What do I mean by that? I guess I've always thought that this blog is a reflection of my thoughts on various scriptures and passages in the Bible. But so often those thoughts have been inspired by others. Inspired by preachers, my pastors, different books, authors, even the side notes in my Bible. And it felt like I was just sharing other people's thoughts really. Thoughts I'd maybe adopted as my own- but someone else's thoughts in general. It's actually pretty easy to get inspired by those around you when you are open to it.
But this past weekend I attended a three day school that completely overwhelmed me, but at the same time, completely inspired me. In fact, the speaker shared the verse above when talking about the school we were attending. She wanted us to take everything we were learning and share it with anyone who would listen. And something clicked. I wasn't just taking other people's words and giving my own twist to it. I was trying to share what God was teaching me through His Word and the world around me- because it was freely given to me. When a pastor gets up and shares his heart on Sunday morning, he's not preaching and hoping that his congregation will keep all his words to themselves. His desire is that they'll take that message and carry it to others.
Freely I have recieved, and freely I should give.
I guess that makes me a selfish little blogger, because I've been hoarding all these thoughts and words to myself over the last months. I guess I was really caught up in a deception of the enemy, because not only was I keeping everything to myself, but I was telling myself that people out there who stumble on my blog don't really want to read about what I have to say anyway. That they all have their own little bubbles of life, and probably don't believe that the entire Bible is for us today- including all of the miraculous and supernatural. And maybe there are some who don't. But I believe. I believe with all my heart that God's Word is 100% for today. It was for yesterday, and it's for tomorrow, and I need to get back to chronicling my thoughts here on the blog.
Because this blog is a journal. It's not about who pops in to read from time to time. (Though I am very glad that YOU do!) It's about me and my spiritual journey, and what God is sharing with me daily. It's something that I can go back and read through and feel encouraged by- because boy, does everyone need encouragement from time to time!

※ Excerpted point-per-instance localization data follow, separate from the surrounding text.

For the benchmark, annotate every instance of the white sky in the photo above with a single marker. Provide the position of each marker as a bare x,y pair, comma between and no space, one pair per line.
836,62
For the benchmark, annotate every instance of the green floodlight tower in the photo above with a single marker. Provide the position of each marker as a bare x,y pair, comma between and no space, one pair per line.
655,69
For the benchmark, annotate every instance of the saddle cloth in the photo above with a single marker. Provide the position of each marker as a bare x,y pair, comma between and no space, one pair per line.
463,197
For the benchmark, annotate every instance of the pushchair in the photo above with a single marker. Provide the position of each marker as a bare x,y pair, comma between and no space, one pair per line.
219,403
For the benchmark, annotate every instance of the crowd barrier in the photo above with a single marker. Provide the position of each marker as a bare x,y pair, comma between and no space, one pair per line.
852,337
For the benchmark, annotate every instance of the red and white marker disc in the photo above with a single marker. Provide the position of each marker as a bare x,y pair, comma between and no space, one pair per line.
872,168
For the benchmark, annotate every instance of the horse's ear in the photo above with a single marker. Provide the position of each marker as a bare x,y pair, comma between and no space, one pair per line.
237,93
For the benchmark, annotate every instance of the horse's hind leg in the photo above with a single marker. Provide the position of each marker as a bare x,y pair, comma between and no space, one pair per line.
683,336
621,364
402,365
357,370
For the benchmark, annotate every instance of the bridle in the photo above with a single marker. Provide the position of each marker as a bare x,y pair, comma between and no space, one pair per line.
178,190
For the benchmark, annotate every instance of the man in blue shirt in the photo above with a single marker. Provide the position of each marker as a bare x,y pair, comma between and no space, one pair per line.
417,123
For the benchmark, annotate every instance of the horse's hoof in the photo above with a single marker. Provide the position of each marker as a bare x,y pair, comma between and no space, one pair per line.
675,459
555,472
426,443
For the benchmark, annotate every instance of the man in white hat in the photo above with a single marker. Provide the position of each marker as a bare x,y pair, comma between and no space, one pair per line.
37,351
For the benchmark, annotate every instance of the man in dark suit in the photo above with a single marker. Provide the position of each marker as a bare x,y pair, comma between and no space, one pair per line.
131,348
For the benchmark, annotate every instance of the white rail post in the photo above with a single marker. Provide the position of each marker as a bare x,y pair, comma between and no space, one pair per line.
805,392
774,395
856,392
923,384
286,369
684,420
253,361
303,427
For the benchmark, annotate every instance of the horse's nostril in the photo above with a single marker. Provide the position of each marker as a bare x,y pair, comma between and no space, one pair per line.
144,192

So I think this means I'm back. I have no idea the frequency with which I'll be blogging here. I'm going to shoot for daily, but right now we're on summer break and I have a little extra time. I really just need to find a good time to get some blogging and thinking done, and with God's help, I'm sure I'll find it. I am tired of listening to the lies of the devil, and I will not remain silent in my own little world. I'm going to keep my fingers on the keyboard and keep plugging away and sharing all that He has to share with me. Because He sure has things to share- each and every day. I can't wait to start talking about some of it.